HP’s acquisition of Palm to impact tablets, not smartphones

HP’s recent announcement of its intent to acquire smartphone maker Palm is another example of a PC maker fortifying their competitive stance in the ultra-mobile device market, states market researcher IMS Research.
Based on HP executives’ statements, Palm’s webOS operating system appears to be one of the core assets that HP plans to integrate into its mobile device portfolio. IMS Research expects HP to employ webOS in its tablet line-up in favor of, or in addition to, offering a Windows 7 model.

Anna Hunt, IMS Research’s principal analyst and author of Impact of Connected Tablets on the CE Market, stated, “HP’s upcoming Slate tablet was originally expected to run Windows 7 OS, although using Windows 7 would translate to a higher cost to the consumer and could mean more strain on the processor.”

Ms. Hunt adds, “The tablet market will likely see devices at sub $250 price points within a year’s time, therefore suppliers must be very aware of lowering costs while maximizing performance and end user experience.”

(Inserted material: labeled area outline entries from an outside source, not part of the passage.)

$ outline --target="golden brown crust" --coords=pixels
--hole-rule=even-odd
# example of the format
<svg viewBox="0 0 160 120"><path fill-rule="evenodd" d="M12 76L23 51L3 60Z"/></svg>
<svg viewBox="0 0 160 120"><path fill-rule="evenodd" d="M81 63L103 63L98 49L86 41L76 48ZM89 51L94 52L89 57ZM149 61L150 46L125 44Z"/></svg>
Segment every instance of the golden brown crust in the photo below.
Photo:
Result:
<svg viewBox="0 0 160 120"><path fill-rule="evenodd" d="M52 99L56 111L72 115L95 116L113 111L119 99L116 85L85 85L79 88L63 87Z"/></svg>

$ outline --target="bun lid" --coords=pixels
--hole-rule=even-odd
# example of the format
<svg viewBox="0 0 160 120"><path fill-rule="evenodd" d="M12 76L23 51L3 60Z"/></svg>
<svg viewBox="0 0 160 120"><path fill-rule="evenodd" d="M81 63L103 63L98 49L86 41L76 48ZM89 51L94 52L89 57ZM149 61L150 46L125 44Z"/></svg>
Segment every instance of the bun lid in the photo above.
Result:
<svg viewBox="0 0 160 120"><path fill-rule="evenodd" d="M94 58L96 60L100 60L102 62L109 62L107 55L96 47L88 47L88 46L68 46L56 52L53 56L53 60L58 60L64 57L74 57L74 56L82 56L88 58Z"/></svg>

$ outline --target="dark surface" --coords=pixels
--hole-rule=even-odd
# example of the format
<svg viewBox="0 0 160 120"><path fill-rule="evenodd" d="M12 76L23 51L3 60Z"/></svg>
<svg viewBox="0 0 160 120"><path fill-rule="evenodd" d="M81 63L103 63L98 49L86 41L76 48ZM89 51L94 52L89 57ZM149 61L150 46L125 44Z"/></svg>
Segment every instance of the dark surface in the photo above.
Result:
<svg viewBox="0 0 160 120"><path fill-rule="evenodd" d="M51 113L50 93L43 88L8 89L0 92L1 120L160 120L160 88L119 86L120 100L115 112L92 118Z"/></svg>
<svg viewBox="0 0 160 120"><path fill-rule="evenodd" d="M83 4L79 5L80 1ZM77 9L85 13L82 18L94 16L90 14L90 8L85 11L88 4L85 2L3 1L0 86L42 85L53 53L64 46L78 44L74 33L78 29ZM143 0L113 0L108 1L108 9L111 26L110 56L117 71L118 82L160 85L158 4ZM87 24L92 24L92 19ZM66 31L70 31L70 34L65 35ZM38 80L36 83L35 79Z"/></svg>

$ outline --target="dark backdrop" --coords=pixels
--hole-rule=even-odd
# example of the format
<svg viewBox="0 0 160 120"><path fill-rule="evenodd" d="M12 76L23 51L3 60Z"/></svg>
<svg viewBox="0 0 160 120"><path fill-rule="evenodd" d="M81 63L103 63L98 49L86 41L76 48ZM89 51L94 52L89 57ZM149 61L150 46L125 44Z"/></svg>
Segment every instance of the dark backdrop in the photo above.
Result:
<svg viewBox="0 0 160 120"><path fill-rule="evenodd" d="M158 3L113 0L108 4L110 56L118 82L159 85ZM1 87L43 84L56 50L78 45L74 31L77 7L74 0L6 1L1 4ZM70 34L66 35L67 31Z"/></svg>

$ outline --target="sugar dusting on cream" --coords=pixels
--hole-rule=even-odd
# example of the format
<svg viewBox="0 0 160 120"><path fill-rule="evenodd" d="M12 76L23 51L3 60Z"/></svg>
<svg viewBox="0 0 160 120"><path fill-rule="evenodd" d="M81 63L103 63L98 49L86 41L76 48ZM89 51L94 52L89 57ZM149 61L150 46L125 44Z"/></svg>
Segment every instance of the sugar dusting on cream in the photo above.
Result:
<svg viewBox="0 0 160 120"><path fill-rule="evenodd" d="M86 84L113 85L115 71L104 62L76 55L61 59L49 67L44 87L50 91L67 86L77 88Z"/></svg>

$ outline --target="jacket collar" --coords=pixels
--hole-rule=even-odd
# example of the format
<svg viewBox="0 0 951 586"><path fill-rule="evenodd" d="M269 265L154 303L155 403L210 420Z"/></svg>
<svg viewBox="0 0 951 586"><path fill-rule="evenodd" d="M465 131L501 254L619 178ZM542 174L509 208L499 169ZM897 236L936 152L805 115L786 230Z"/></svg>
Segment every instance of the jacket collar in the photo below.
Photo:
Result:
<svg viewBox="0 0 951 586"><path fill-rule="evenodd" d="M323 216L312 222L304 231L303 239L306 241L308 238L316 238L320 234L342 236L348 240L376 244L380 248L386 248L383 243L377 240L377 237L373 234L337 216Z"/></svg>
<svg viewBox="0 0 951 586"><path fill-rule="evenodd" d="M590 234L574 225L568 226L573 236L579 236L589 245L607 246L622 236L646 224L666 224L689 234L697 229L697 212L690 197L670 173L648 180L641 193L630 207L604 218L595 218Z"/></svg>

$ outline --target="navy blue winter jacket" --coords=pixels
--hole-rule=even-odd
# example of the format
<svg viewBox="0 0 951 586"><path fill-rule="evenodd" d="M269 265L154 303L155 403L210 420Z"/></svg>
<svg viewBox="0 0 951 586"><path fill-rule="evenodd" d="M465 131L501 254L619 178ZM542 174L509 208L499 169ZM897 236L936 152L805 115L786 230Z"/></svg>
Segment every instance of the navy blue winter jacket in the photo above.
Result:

Once optimized for the tablet platform, webOS may enable HP to grow an applications ecosystem competitive to Apple OS and Google’s Android. Chris Schreck, market analyst at IMS Research and author of The Evolution of Smartphones, states, “WebOS is an extremely easy platform for apps developers. It uses standard development languages already extremely common among PC developers. If HP can create a compelling tablet offering that people are willing to buy, the barriers to entry for developers might be fairly minimal.”

Roughly 1000 applications have been developed for webOS, most of which may not scale up well to a larger tablet screen. In 2009, Palm’s share of the smartphone market was approximately 1.2%, while Apple’s iPhone OS accounted for 14.3% and Android approximately 3.3%.

HP may also be considering a play in the smartphone market, although Palm has not had significant success competing against the likes of Apple’s iPhone, RIM’s Blackberry and Nokia’s portfolio. There are numerous notebook makers, including Dell, Lenovo and Acer, which have recently entered the smartphone market, although they have yet to gain any real traction.